January 2010 May 2011 - I completed level 2 and 3 NVQ Beauty Therapy. Within this time I moved back in with my parents / moved back to a room in London and kept two part-time jobs going, all whilst studying. I was made redundant from one of the part-time jobs as they wanted committed full-time staff only so things weren't all smooth sailing and if truth be told, at this point I still wasn't sure I'd made the right decision for my future.
May 2011 - September 2011: I completed my level 3 NVQ and took my first job in the industry that made these qualifications worth it. A 5* hotel employed me as a part-time front of house for their newly refurbished Spa. I quickly progressed to become a therapist and proved myself well but I did not fit into the spa/beauty environment. Worried I wasn't committing myself enough to the investment I had made in trying to forge a new career I looked for a full-time position to really give it my all.
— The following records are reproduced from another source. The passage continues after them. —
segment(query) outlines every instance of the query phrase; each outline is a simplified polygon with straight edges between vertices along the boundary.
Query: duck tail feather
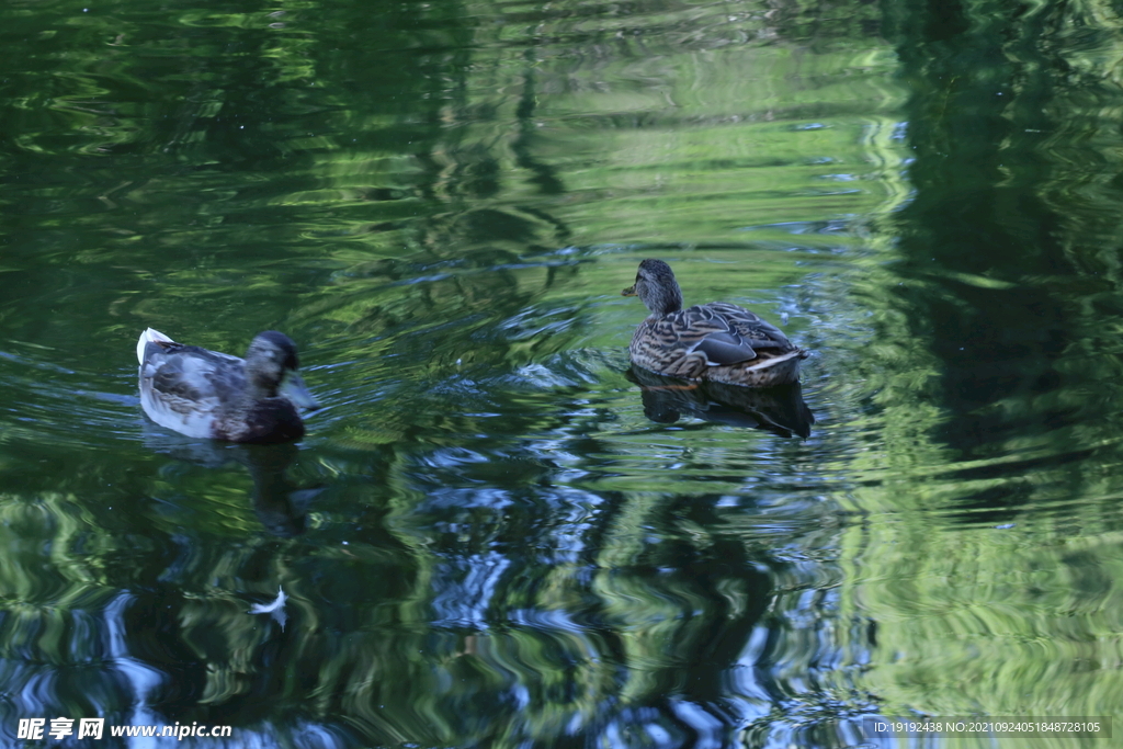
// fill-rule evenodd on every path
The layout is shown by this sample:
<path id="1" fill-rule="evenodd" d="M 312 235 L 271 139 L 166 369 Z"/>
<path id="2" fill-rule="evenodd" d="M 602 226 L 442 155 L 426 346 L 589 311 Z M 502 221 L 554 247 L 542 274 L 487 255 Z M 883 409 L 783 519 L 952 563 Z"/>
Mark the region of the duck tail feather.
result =
<path id="1" fill-rule="evenodd" d="M 144 364 L 144 349 L 148 347 L 148 344 L 172 342 L 174 341 L 161 331 L 154 328 L 145 328 L 144 332 L 140 334 L 140 340 L 137 341 L 137 362 Z"/>

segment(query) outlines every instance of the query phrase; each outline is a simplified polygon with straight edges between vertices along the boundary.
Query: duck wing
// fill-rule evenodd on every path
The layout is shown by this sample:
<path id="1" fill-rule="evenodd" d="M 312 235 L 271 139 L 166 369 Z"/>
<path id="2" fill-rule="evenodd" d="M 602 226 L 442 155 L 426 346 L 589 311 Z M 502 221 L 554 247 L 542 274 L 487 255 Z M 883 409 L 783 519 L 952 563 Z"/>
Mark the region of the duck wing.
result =
<path id="1" fill-rule="evenodd" d="M 675 337 L 684 355 L 701 354 L 709 366 L 728 366 L 757 357 L 758 350 L 795 350 L 779 329 L 743 307 L 711 302 L 673 312 L 656 329 Z M 661 330 L 660 330 L 661 329 Z M 664 335 L 666 335 L 664 334 Z"/>
<path id="2" fill-rule="evenodd" d="M 246 390 L 245 363 L 237 356 L 172 341 L 149 344 L 141 378 L 167 399 L 194 411 L 211 412 L 235 401 Z M 172 405 L 174 410 L 176 409 Z"/>

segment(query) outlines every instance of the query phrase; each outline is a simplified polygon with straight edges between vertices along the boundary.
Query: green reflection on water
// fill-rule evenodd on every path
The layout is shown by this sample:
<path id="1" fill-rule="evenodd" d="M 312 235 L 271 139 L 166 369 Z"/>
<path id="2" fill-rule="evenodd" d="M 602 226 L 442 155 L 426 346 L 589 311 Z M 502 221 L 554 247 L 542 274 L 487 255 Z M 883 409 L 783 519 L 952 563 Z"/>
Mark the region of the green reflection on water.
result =
<path id="1" fill-rule="evenodd" d="M 0 10 L 0 731 L 841 747 L 875 711 L 1111 713 L 1112 18 Z M 648 256 L 814 349 L 810 437 L 650 418 L 619 295 Z M 283 329 L 328 408 L 299 450 L 170 439 L 149 325 Z M 283 628 L 248 613 L 277 586 Z"/>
September 2011 - 2013: My first full-time Spa position; another 5* hotel. Some ups, some downs, a lot of self-discovery.
July 2013. 27 years old. I started the career I am in today. I actually hate that word. I never use it. A chosen pursuit it supposedly means. I don't feel that way about what I do, I work freely and fluidly, not after dogged ambition and need. I feel that what I do is an enhancement to my life, it complements my own belief system and it inspires me every single day.
And so here I am, now 29 years old. A qualified ITEC Aromatherapist (2014), a Business Developer, a Treatment Trainer, a Bespoke Product Maker, a no.3 in a small niche skincare brand that makes and uses Organic skincare products and provides treatments from the perspective of health, not beauty. Hello world.
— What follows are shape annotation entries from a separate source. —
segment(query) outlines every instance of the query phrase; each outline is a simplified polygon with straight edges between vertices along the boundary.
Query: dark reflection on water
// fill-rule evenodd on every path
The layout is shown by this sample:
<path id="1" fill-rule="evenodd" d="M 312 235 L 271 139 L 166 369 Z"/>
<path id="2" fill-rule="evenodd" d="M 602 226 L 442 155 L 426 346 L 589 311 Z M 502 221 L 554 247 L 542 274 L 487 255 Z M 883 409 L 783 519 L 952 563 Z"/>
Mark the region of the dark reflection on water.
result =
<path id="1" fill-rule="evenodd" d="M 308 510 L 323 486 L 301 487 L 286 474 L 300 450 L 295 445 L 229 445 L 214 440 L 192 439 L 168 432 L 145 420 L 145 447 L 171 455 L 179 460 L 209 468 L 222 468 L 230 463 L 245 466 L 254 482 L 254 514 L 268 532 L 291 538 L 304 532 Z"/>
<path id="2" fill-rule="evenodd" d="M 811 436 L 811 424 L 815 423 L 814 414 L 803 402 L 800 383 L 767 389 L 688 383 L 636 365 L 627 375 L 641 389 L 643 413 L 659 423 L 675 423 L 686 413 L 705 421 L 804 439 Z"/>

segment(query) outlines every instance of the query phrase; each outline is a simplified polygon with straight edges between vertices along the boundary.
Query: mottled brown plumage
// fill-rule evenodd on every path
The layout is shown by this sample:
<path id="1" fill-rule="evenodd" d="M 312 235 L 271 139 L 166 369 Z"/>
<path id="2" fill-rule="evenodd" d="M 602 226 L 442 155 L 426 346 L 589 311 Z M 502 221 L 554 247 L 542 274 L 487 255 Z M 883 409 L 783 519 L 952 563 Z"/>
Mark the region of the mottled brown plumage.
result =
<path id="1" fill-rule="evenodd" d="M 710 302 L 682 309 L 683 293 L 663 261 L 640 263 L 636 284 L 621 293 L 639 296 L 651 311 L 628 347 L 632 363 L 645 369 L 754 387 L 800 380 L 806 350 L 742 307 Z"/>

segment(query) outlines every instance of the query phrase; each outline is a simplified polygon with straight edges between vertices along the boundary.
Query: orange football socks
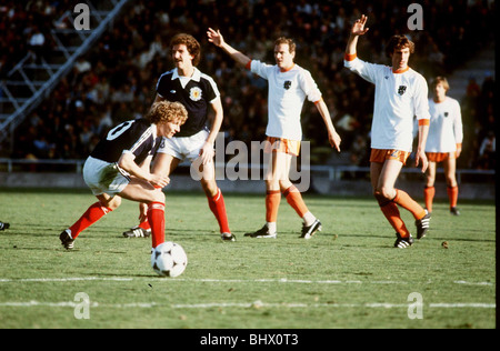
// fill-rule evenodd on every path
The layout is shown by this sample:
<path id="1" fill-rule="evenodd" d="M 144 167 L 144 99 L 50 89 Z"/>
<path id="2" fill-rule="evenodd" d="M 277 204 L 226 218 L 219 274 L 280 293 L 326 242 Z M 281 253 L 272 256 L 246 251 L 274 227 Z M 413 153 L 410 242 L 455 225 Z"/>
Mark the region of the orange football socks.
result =
<path id="1" fill-rule="evenodd" d="M 423 200 L 426 202 L 426 209 L 430 212 L 432 212 L 432 202 L 436 194 L 436 188 L 434 187 L 426 187 L 423 188 Z"/>
<path id="2" fill-rule="evenodd" d="M 266 222 L 272 223 L 278 219 L 278 209 L 281 202 L 279 190 L 268 190 L 266 193 Z"/>
<path id="3" fill-rule="evenodd" d="M 450 199 L 450 209 L 457 207 L 458 201 L 458 185 L 456 187 L 448 187 L 448 199 Z"/>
There has not been one day in two years of working here that I have felt like I haven't wanted to be there, like I'm not making a difference; to myself, or my clients. Of course there are the usual working life frustrations but the positives are strong. I am grateful for that, at last. My work is hugely rewarding and I believe everyone needs to feel that level of satisfaction and appreciation, it verifies us as interactive human beings.
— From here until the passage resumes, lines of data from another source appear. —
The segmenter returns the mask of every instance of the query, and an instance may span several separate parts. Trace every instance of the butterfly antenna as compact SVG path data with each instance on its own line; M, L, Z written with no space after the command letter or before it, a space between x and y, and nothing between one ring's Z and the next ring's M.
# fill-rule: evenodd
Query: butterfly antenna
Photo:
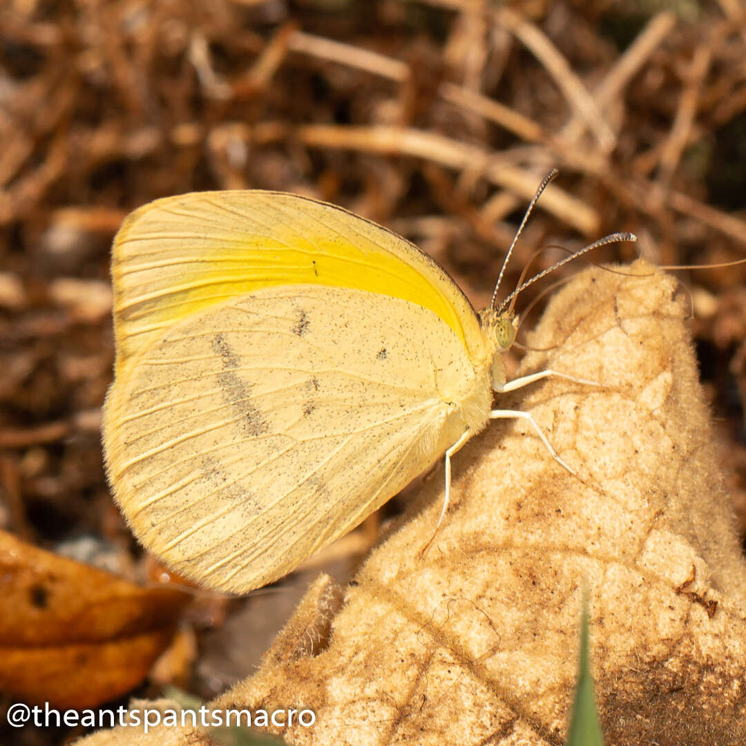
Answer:
M594 241L593 243L589 243L587 246L583 246L583 248L578 249L574 254L571 254L569 257L565 257L564 259L557 262L556 264L553 264L551 267L548 267L546 269L540 272L538 275L534 275L530 280L527 280L522 285L519 285L517 288L504 301L500 304L500 307L498 309L498 312L501 312L503 309L508 304L510 304L510 310L512 312L513 307L515 304L515 298L518 298L519 292L525 290L527 287L530 285L533 285L535 282L541 280L542 278L548 275L550 272L554 272L555 269L559 269L560 267L564 266L568 262L571 262L574 259L577 259L578 257L582 256L587 251L590 251L594 248L598 248L600 246L605 246L608 243L617 243L621 241L636 241L637 236L633 233L609 233L608 236L604 236L603 238L598 239L598 241Z
M515 236L513 237L513 242L510 244L510 248L508 249L507 254L505 254L505 259L503 260L503 266L500 268L500 275L498 275L498 281L495 286L495 290L492 292L492 300L489 304L491 308L495 308L495 302L498 297L498 290L500 289L500 283L503 280L503 275L505 274L505 269L507 267L508 262L510 260L510 254L513 254L513 250L515 248L515 244L518 242L518 239L521 237L521 233L523 233L523 229L526 225L526 222L528 220L528 217L531 214L531 211L533 210L533 206L536 204L536 200L541 197L542 192L547 188L549 183L552 181L559 173L560 172L557 169L552 169L552 170L550 171L543 179L542 179L542 183L539 185L539 188L534 193L531 201L529 202L528 207L526 208L526 213L523 216L523 220L521 221L521 225L518 227L518 231L515 231Z

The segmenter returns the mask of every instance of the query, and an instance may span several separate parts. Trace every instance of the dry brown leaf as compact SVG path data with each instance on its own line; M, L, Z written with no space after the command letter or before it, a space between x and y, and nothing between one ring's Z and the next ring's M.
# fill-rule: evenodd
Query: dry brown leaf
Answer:
M169 643L187 600L0 531L0 692L60 708L125 694Z
M628 268L629 269L629 268ZM310 707L288 744L556 745L566 733L581 587L609 744L746 742L746 565L733 527L684 313L671 278L590 270L551 304L523 372L530 410L574 477L522 422L494 423L436 472L372 554L319 651L319 581L258 673L213 708ZM319 599L325 599L321 604ZM207 744L160 728L86 746Z

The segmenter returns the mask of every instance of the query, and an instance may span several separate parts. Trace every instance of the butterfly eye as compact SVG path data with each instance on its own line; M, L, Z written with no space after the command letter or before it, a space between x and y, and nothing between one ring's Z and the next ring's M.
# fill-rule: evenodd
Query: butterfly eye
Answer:
M507 350L515 339L515 327L507 316L498 316L495 322L495 339L501 350Z

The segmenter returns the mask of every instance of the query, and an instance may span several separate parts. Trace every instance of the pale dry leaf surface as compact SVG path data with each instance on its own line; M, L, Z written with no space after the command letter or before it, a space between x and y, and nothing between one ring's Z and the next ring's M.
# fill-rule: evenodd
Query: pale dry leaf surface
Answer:
M322 579L257 674L212 706L313 709L289 744L559 745L586 583L608 743L746 742L746 565L685 304L650 266L625 271L558 292L529 340L557 346L522 364L604 385L552 379L499 404L531 411L578 476L526 423L492 424L456 456L424 559L442 468L347 589L328 645L310 643L333 609ZM86 744L209 742L130 730Z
The dynamics of society have changed so that we shouldn't just work to live, we have to live through work. Our world is bigger than ever in terms of the opportunities at our fingertips but if we are narrow minded and let others persuasions and opinions overshadow us, we shrink that vast space into a crushing claustrophobic bubble. Burst it. We need to fuse our passions, interests and inspirations into our working life to get the right balance and feel fulfilled. Do what you are doing until you don't enjoy it anymore but always give everything 100% and learn from it.
My advice?: really listen to your heart and your mind, they know you, they are you and develop yourself before you develop a career prospect. Be strong and do what you want, not what you think you should or someone else advises. If it doesn't work out you have time, make every step count towards finding the right stream for you, don't get caught up in a flood. Everyone should take a GAP year. Take advantage of free education in your youth, try new things.
If you can decide what sort of lifestyle you want, not what job, you could research the sort of companies that represents you, the role will follow and may even lead you into further education and expanding your skill set beyond a University degree. Don't lose faith in your interests, no matter how under appreciated they are by others; find your people. We live in such a fortunate world where you can earn money by doing pretty much anything. So if like I did, you want to make jewellery on a beach for a living, go and do it, and be the best at it, no-one should take that away from you.